As Thomas noted in the comments and as I should have mentioned explicitly in the original post, the C++ mechanisms that are causing problems here are exactly the same ones that allow for perfect argument forwarding. In fact, rvalue references are primarily used to implement two related but also quite distinct things: the move semantics and perfect forwarding. What happens here is that we are trying to implement the move semantics but are getting perfect forwarding instead. To paraphrase the conclusion of my original post, any time you write a function like this:

template <typename T>
void f (T&&);

You always get perfect forwarding and never move semantics.

If we look closely at the two problematic cases above, we will notice that they both happen when the template argument is an lvalue reference which results in our rvalue reference becoming lvalue. When we pass an rvalue, everything works great. In fact, we never want our move initialization constructor to be called for lvalues since we have other overloads (const lvalue reference) taking care of these cases. So what we want is to disable the move initialization constructor when the template argument is an lvalue reference. As it turns out, this is not that difficult in C++11:

  template <class ID,
            typename std::enable_if<
              !std::is_lvalue_reference<ID>::value,
              int>::type = 0>
  lazy_shared_ptr (database&, ID&&)

To put this in more general terms, it is possible to reduce perfect forwarding back to just move semantics by disabling a function for template arguments that are lvalue references.

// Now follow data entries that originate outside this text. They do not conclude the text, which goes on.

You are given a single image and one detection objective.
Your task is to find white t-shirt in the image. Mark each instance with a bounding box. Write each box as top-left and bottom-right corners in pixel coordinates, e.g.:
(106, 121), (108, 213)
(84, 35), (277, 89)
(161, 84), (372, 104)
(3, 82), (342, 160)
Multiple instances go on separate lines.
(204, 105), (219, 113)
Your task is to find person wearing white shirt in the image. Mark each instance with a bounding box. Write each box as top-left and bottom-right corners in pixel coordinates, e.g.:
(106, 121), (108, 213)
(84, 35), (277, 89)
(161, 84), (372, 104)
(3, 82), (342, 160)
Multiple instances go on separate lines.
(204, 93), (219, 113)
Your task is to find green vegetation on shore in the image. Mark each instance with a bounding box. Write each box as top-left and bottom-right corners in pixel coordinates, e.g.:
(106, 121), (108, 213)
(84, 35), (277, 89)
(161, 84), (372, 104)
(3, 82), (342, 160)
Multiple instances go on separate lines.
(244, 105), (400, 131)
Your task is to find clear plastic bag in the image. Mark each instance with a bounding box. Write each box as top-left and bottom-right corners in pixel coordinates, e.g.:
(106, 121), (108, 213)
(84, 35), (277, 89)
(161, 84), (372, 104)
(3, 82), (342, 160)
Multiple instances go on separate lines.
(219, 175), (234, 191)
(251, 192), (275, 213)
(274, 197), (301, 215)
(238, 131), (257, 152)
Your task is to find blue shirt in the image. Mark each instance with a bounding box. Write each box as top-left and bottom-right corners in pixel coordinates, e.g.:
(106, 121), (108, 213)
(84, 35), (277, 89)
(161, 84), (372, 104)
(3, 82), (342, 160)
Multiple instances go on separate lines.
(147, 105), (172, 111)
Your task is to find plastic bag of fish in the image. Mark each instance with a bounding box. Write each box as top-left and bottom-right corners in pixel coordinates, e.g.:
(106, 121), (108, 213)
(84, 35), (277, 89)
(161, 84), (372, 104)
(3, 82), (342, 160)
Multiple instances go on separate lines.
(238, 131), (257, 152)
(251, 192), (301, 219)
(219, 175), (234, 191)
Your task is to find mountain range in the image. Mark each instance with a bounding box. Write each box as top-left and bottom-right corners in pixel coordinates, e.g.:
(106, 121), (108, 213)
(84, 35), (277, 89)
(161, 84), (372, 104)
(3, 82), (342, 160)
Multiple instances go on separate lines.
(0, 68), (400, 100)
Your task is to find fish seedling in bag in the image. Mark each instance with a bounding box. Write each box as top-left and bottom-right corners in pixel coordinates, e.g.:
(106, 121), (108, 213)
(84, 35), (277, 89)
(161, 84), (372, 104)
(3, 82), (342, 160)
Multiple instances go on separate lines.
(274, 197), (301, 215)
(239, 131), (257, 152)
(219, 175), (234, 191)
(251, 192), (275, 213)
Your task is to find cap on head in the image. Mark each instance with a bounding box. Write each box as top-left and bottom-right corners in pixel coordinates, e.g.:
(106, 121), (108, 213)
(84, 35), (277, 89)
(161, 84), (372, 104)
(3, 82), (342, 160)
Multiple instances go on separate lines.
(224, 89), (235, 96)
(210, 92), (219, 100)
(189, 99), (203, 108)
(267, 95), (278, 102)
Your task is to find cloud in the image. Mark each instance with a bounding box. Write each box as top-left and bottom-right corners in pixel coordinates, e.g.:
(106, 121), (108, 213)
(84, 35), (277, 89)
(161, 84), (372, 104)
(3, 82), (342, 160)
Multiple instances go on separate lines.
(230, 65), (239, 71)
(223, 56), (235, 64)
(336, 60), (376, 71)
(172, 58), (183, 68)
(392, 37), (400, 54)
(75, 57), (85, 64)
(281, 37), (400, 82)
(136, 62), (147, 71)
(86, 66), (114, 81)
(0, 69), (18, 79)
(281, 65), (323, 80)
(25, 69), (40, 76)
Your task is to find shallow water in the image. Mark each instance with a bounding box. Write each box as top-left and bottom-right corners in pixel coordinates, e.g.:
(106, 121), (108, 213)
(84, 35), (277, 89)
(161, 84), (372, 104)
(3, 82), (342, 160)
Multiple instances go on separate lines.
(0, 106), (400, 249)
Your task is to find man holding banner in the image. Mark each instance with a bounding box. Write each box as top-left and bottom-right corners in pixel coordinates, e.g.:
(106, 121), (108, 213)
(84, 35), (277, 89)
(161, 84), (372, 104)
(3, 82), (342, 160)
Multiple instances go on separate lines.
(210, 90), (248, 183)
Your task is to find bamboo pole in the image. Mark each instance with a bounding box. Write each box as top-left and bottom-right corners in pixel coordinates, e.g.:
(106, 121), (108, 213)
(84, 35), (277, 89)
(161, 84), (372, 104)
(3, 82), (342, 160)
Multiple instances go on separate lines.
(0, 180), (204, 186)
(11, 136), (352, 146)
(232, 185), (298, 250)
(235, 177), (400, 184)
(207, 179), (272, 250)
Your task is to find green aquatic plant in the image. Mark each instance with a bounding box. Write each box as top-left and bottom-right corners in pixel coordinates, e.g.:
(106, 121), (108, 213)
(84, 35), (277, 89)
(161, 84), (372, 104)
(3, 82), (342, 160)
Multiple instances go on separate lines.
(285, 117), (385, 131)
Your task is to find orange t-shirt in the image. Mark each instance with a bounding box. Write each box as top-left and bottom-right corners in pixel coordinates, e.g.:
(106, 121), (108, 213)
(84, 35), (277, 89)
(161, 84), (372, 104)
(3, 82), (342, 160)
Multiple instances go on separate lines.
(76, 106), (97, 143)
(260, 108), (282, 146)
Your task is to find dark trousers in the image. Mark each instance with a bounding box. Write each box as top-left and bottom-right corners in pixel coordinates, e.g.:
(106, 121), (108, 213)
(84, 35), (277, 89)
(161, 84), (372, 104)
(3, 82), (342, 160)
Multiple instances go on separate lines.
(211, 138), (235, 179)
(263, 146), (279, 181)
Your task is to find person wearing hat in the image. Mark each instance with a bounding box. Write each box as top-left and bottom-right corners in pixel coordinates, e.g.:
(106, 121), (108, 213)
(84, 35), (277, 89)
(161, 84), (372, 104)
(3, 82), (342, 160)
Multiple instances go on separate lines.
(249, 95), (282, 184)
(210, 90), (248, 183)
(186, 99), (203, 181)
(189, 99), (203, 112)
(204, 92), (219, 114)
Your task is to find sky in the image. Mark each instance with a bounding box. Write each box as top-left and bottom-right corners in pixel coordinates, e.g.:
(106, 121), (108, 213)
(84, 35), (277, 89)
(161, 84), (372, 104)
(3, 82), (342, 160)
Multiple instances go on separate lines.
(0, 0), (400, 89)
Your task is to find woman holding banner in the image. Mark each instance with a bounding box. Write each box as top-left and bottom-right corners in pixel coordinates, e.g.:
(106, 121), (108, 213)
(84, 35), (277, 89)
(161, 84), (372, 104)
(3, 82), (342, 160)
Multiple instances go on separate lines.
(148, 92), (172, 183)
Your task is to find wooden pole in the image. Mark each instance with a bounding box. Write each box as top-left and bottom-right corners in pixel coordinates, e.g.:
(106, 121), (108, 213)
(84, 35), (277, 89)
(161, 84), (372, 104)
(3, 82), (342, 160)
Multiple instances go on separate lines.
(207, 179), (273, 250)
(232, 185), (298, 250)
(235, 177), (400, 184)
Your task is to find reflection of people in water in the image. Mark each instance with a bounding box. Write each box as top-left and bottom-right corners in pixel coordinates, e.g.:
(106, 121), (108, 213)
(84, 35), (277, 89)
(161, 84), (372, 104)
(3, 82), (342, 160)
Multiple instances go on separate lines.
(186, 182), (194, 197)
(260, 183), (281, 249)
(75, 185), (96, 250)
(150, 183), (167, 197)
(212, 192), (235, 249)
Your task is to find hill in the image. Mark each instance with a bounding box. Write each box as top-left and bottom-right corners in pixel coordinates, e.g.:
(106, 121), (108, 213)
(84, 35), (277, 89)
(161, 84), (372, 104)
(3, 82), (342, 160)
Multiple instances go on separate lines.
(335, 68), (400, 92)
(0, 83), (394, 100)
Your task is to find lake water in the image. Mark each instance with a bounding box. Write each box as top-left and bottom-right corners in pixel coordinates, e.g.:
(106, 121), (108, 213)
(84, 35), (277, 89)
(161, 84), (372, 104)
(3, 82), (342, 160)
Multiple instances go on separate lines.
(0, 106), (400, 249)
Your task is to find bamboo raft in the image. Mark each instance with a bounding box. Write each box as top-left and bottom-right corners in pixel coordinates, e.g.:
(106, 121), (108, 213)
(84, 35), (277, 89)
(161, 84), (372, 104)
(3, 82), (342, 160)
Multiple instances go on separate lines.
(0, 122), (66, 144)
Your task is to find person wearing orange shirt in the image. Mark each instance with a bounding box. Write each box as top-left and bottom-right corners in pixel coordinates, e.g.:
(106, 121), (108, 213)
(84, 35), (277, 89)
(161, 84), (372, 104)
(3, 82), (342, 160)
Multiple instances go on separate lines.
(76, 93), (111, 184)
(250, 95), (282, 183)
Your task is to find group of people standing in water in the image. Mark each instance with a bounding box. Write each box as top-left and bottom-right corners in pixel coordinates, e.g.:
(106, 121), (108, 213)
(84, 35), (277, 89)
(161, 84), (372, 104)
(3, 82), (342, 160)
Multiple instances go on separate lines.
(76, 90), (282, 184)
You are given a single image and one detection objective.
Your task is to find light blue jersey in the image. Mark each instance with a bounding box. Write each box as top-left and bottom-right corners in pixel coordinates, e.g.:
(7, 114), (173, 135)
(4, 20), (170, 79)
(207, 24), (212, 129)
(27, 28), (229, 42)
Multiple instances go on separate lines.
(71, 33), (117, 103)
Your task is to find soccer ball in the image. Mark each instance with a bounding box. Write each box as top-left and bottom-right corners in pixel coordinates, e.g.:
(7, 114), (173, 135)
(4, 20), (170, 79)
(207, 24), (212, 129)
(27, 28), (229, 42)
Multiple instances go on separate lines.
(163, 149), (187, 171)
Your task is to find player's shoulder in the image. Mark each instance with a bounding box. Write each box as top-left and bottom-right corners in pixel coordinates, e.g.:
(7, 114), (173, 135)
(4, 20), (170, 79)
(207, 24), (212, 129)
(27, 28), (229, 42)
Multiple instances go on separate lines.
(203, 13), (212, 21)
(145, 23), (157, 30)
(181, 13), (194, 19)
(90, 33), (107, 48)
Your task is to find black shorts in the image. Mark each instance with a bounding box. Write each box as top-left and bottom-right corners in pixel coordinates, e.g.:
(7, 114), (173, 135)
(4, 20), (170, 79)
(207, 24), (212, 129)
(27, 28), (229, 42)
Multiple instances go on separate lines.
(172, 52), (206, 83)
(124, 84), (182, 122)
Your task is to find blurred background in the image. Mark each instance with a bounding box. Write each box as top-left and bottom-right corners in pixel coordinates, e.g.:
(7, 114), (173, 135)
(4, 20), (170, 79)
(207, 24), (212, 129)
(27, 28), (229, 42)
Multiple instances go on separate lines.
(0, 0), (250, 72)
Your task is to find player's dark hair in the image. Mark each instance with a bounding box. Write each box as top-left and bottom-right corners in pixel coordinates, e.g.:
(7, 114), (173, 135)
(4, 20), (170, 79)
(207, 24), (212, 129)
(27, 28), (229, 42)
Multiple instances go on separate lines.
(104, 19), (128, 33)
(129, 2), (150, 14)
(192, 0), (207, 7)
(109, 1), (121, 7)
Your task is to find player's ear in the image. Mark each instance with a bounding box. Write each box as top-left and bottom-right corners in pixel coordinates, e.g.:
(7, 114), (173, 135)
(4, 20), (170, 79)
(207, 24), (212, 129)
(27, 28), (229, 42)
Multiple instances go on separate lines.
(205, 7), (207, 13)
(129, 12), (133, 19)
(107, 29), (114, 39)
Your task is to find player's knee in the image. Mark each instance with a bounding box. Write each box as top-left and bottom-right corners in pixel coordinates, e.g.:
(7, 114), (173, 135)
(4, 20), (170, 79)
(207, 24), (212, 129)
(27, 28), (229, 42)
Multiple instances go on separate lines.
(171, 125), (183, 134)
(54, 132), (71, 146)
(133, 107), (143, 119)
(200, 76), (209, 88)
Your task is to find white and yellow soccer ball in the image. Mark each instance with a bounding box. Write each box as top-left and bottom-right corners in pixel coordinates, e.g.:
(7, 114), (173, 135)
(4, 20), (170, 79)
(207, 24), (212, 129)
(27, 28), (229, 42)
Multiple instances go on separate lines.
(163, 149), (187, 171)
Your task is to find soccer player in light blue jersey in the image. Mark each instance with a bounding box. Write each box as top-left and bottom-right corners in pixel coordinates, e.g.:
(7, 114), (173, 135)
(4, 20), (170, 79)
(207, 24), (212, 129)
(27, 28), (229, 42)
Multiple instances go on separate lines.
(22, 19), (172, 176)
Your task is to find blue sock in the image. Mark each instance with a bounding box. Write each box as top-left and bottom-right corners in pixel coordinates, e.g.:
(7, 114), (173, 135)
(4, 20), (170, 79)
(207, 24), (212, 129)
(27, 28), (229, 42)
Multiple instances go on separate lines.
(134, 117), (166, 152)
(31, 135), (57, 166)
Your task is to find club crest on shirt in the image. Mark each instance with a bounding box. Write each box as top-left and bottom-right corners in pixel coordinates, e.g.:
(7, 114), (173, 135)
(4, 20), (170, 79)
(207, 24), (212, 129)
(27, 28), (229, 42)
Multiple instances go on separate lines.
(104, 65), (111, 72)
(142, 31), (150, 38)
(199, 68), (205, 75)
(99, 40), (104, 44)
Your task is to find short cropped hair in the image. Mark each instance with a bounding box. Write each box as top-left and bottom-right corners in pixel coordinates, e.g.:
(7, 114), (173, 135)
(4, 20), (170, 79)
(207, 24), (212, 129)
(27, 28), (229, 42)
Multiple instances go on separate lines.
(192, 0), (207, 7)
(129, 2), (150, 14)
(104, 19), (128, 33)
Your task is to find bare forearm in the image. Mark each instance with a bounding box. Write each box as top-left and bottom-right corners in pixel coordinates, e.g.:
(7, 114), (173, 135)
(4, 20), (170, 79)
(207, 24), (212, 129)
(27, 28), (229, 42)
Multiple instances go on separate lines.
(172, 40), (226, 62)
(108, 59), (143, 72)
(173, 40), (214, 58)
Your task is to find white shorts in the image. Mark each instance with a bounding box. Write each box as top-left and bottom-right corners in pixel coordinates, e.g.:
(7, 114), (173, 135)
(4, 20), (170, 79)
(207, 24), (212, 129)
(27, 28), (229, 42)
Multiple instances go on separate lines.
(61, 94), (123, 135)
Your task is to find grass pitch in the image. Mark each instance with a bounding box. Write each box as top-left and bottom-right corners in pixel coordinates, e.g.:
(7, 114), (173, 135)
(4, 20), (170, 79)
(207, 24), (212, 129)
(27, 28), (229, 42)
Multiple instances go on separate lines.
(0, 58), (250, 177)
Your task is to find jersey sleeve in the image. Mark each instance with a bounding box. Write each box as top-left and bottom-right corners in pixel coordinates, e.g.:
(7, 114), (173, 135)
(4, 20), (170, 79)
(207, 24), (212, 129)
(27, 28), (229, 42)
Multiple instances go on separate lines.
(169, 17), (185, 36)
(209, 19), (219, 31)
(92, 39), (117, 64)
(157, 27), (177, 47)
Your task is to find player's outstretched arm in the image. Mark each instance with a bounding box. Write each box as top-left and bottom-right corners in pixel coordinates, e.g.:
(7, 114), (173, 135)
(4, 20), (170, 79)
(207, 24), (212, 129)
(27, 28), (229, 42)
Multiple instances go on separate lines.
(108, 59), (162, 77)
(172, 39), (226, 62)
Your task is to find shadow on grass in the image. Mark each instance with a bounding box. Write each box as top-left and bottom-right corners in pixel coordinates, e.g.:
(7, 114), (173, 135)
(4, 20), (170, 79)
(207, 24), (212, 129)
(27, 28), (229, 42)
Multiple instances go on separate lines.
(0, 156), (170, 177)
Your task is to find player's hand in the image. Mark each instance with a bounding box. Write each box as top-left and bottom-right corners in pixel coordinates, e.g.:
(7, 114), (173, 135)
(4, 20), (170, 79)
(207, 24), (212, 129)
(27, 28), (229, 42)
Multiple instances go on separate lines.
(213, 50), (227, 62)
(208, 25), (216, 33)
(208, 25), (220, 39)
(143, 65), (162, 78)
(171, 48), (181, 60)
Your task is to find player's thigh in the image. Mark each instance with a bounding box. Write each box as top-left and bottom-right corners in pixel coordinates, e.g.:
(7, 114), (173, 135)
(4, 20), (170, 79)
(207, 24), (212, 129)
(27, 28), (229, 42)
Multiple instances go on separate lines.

7 Responses to “Rvalue reference pitfalls, an update”

  1. haohaolee Says:

    don’t know if this is a typo when you say take its argument by value:

    template
    lazy_shared_ptr (database&, std::shared_ptr& p)
    : p_ (std::move (p))

  2. Boris Kolpackov Says:

    Yes, that was a type. Fixed, thanks!

  3. Anonymous Says:

    I have a feeling you meant ‘fourth’ instead of ’second’ here where you refer to the constructor selected.

    “Instead of selecting the third constructor, the overload resolution rules select the second because the rvalue reference in its second argument becomes an lvalue reference (see the original post for details on why this happens).”

  4. JJ Says:

    As for this: “If you are wondering why this is a problem (after all, the first two constructors accomplish essentially the same), consider that while the first constructor’s hypothetical implementation will use a copy constructor to initialize the id, the second constructor will most likely use the move constructor to accomplish the same.”

    Then, how about having only the second, perfect-forwarding one, and in it using std::forward() instead of std::move()? Wouldn’t this solve the issue better than your solution involving enable_if?

  5. Boris Kolpackov Says:

    Anonymous, no, in this case the second constructor will be selected since its second argument becomes an lvalue reference.

  6. Boris Kolpackov Says:

    JJ, someone asked this question in the reddit’s discussion of this post:

    http://www.reddit.com/r/cpp/comments/qw786/rvalue_reference_pitfalls_an_update/

    I have also provided an answer there.

  7. JJ Says:

    got it. quite tricky indeed. Thx for your answer!